Friday, 20 May 2011

BDII again

A couple of weeks ago I upgraded the site BDII and top BDII from a very old version without reinstalling as described in this post. Few days ago I noticed that not all was working as well as I thought and the BDII was reporting stale numbers in the dynamic attributes causing few problems among which biomed submitting an unhealthy 12k jobs.

There were two reasons for this:

1) the unprivileged user that runs the BDII is edguser anymore but ldap. Consequently there were some ownership issues in /opt/glite/var subdirectories and files. This was highlighted in /var/log/bdii/bdii-update.log by permission denied errors which I overlooked for a bit too long. Permissions should be as follow: /opt/glite/var /opt/glite/var/lock, /opt/glite/var/tmp and /opt/glite/var/cache should belong to root and anything below them should belong to ldap. You can check if there is anything that doesn't belong to ldap running

find /opt/glite/var/ ! -user ldap -ls


this will include the top directories above which you can ignore.

2) bdii-update doesn't use anymore glite-info-wrapper and glite-info-generic which used to write the .ldif files in the same directory tree above. It now writes what it needs in /var/run/bdii databases and one unique file new.ldif file calling directly the scripts in /opt/glite/etc/gip/provider and /opt/glite/etc/gip/plugin.
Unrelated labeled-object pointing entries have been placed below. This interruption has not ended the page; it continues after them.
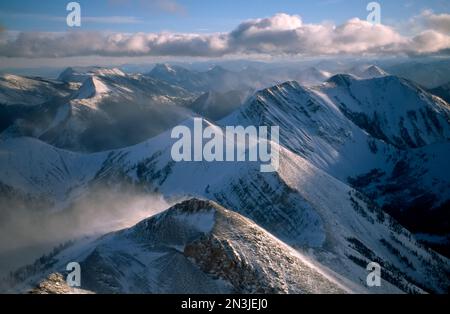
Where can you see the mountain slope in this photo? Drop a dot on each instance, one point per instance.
(109, 110)
(336, 226)
(193, 247)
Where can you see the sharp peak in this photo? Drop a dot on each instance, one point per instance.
(193, 205)
(343, 79)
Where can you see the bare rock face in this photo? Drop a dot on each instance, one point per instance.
(56, 284)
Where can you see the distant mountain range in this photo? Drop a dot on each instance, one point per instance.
(363, 168)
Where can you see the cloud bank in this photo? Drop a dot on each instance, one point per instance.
(279, 35)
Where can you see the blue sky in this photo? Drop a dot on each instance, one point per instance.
(195, 15)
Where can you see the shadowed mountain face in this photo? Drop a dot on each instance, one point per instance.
(194, 247)
(360, 160)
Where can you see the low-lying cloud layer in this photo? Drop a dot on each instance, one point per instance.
(279, 35)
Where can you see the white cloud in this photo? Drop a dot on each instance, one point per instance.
(281, 34)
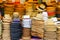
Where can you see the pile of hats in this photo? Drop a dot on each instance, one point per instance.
(20, 8)
(26, 28)
(29, 9)
(51, 11)
(38, 28)
(16, 27)
(9, 8)
(50, 30)
(6, 27)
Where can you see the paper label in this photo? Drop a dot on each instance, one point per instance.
(27, 23)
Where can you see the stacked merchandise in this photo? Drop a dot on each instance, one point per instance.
(9, 8)
(58, 10)
(6, 27)
(16, 27)
(0, 27)
(58, 30)
(50, 30)
(51, 11)
(37, 28)
(20, 8)
(2, 8)
(26, 28)
(29, 9)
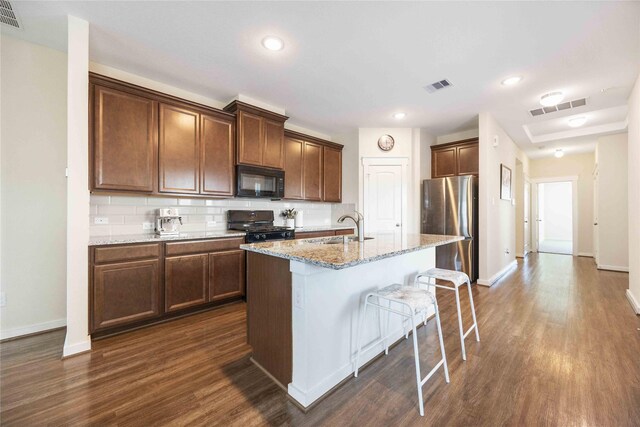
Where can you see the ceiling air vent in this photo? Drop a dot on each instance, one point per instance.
(442, 84)
(559, 107)
(7, 15)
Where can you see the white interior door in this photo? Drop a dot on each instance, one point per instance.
(383, 188)
(527, 214)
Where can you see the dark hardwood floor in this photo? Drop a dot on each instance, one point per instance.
(560, 347)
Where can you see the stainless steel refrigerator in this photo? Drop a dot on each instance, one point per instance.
(450, 206)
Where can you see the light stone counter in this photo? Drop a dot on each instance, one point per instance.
(331, 252)
(145, 238)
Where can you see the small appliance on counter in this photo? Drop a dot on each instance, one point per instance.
(168, 222)
(258, 226)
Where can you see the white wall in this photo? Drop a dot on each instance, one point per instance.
(580, 165)
(556, 209)
(613, 215)
(496, 216)
(407, 145)
(634, 196)
(33, 116)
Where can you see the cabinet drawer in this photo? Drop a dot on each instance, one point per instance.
(314, 234)
(126, 253)
(200, 246)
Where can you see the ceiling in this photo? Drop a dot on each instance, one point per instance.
(353, 64)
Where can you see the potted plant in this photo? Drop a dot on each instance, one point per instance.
(289, 216)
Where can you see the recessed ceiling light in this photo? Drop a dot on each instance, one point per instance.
(273, 43)
(577, 121)
(552, 98)
(510, 81)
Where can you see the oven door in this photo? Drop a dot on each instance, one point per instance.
(259, 182)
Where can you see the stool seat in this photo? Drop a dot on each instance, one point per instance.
(416, 298)
(458, 278)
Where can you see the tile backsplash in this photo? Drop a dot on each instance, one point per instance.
(128, 214)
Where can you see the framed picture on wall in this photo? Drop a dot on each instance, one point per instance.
(505, 182)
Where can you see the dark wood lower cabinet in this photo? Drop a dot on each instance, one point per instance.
(185, 281)
(139, 284)
(226, 275)
(125, 292)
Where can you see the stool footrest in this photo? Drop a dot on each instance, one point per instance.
(433, 371)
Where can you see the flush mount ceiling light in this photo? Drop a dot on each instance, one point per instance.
(510, 81)
(273, 43)
(577, 121)
(551, 98)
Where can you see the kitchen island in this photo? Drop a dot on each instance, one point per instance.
(304, 298)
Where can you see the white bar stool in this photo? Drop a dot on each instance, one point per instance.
(457, 279)
(417, 301)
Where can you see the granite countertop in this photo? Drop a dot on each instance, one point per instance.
(142, 238)
(338, 256)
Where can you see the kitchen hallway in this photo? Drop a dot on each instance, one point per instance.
(559, 346)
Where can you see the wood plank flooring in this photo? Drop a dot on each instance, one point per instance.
(559, 346)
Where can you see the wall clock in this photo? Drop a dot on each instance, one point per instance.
(386, 142)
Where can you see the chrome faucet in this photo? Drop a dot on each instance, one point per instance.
(359, 223)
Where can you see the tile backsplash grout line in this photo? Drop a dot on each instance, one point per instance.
(127, 214)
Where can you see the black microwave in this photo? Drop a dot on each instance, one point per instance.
(252, 181)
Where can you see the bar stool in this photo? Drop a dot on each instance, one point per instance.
(417, 301)
(457, 279)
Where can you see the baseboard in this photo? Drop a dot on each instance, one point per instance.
(493, 279)
(613, 268)
(633, 301)
(32, 329)
(75, 349)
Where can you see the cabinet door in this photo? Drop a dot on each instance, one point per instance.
(273, 155)
(124, 141)
(185, 281)
(179, 152)
(443, 162)
(312, 171)
(226, 275)
(468, 157)
(293, 180)
(332, 175)
(250, 138)
(125, 292)
(216, 157)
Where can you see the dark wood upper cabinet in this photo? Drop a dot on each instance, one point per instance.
(186, 280)
(260, 135)
(455, 158)
(125, 292)
(312, 171)
(468, 157)
(153, 143)
(293, 179)
(123, 140)
(226, 275)
(312, 168)
(179, 150)
(217, 143)
(332, 174)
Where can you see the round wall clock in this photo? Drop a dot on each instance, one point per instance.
(386, 142)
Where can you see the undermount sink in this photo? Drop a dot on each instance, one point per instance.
(341, 240)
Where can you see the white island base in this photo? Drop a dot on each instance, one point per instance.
(303, 318)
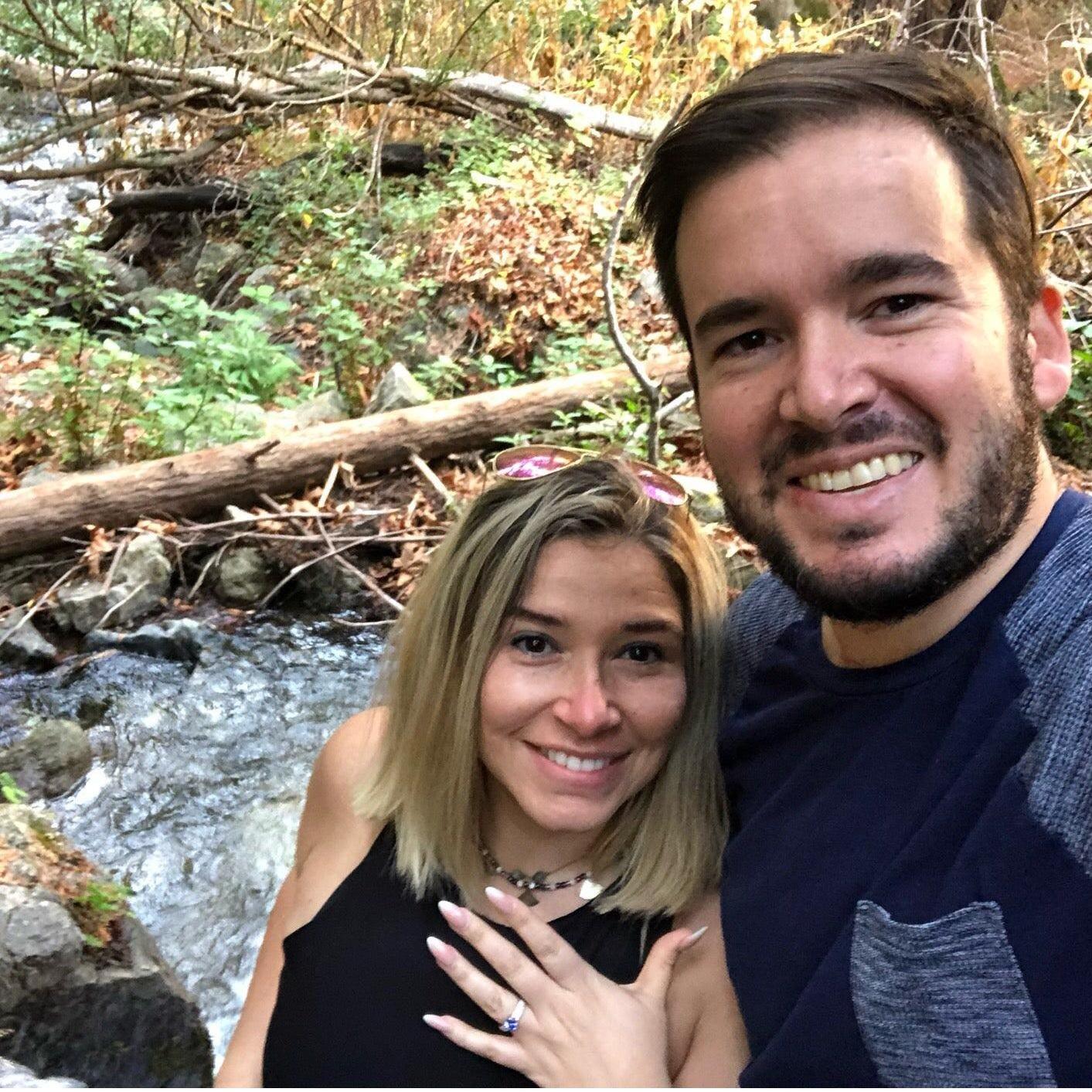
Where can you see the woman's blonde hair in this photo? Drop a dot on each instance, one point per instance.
(430, 780)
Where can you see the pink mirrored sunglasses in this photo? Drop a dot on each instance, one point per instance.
(539, 460)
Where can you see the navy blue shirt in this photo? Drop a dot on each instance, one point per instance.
(907, 888)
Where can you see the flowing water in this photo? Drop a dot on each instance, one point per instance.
(198, 780)
(39, 209)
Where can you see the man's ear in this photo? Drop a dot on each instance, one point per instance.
(1049, 348)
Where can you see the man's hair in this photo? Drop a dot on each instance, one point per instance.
(785, 97)
(430, 780)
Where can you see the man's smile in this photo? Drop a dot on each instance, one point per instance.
(862, 472)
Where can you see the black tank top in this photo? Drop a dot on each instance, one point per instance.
(357, 978)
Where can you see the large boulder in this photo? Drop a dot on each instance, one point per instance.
(108, 1013)
(49, 759)
(396, 390)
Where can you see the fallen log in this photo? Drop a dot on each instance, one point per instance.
(209, 197)
(203, 481)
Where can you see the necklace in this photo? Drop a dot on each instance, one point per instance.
(537, 881)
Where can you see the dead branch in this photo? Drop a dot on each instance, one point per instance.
(37, 515)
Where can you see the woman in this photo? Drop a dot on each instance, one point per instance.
(547, 732)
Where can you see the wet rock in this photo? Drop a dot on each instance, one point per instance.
(124, 1021)
(15, 1076)
(145, 563)
(648, 288)
(81, 191)
(327, 587)
(145, 301)
(245, 576)
(396, 390)
(22, 645)
(82, 605)
(121, 277)
(20, 592)
(264, 277)
(216, 264)
(706, 504)
(179, 639)
(141, 580)
(49, 759)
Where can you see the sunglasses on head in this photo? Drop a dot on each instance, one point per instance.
(539, 460)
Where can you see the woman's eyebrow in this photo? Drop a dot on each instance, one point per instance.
(652, 626)
(524, 614)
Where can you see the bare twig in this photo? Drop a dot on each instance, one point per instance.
(40, 602)
(651, 390)
(365, 579)
(1067, 209)
(430, 475)
(117, 606)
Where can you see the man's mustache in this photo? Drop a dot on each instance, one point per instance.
(866, 428)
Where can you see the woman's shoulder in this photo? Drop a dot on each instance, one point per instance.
(708, 1041)
(331, 832)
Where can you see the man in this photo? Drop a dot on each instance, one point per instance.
(849, 245)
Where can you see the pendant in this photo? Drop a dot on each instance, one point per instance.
(590, 890)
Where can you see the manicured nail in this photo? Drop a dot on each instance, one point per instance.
(439, 949)
(502, 901)
(455, 915)
(693, 938)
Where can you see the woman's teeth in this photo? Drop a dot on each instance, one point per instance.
(571, 762)
(862, 473)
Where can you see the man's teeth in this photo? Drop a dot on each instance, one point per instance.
(571, 762)
(862, 473)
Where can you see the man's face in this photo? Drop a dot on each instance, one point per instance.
(866, 404)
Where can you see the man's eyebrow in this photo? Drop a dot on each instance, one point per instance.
(888, 266)
(724, 314)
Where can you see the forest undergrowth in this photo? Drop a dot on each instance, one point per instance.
(481, 273)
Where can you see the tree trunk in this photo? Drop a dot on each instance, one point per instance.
(185, 485)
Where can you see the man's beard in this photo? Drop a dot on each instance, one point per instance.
(999, 487)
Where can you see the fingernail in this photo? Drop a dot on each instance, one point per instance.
(455, 915)
(438, 948)
(500, 900)
(693, 938)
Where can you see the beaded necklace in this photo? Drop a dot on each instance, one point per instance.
(539, 881)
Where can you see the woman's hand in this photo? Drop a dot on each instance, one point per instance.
(579, 1028)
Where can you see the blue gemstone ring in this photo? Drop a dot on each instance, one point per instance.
(511, 1025)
I upgraded from an older version and the old providers weren't deleted but continued to be executed by bdii-update. Some of them still read what now are obsolete .ldif. files under /opt/glite/var/cache tree. I deleted all the .ldif files with an additional numeric extension under /opt/glite/var.

With these two changes, i.e. fixing the ownership of the directories and deleting osolete .ldif files (or the old providers if one is sure of which ones) the site bdii restarted to update correctly the dynamic attributes.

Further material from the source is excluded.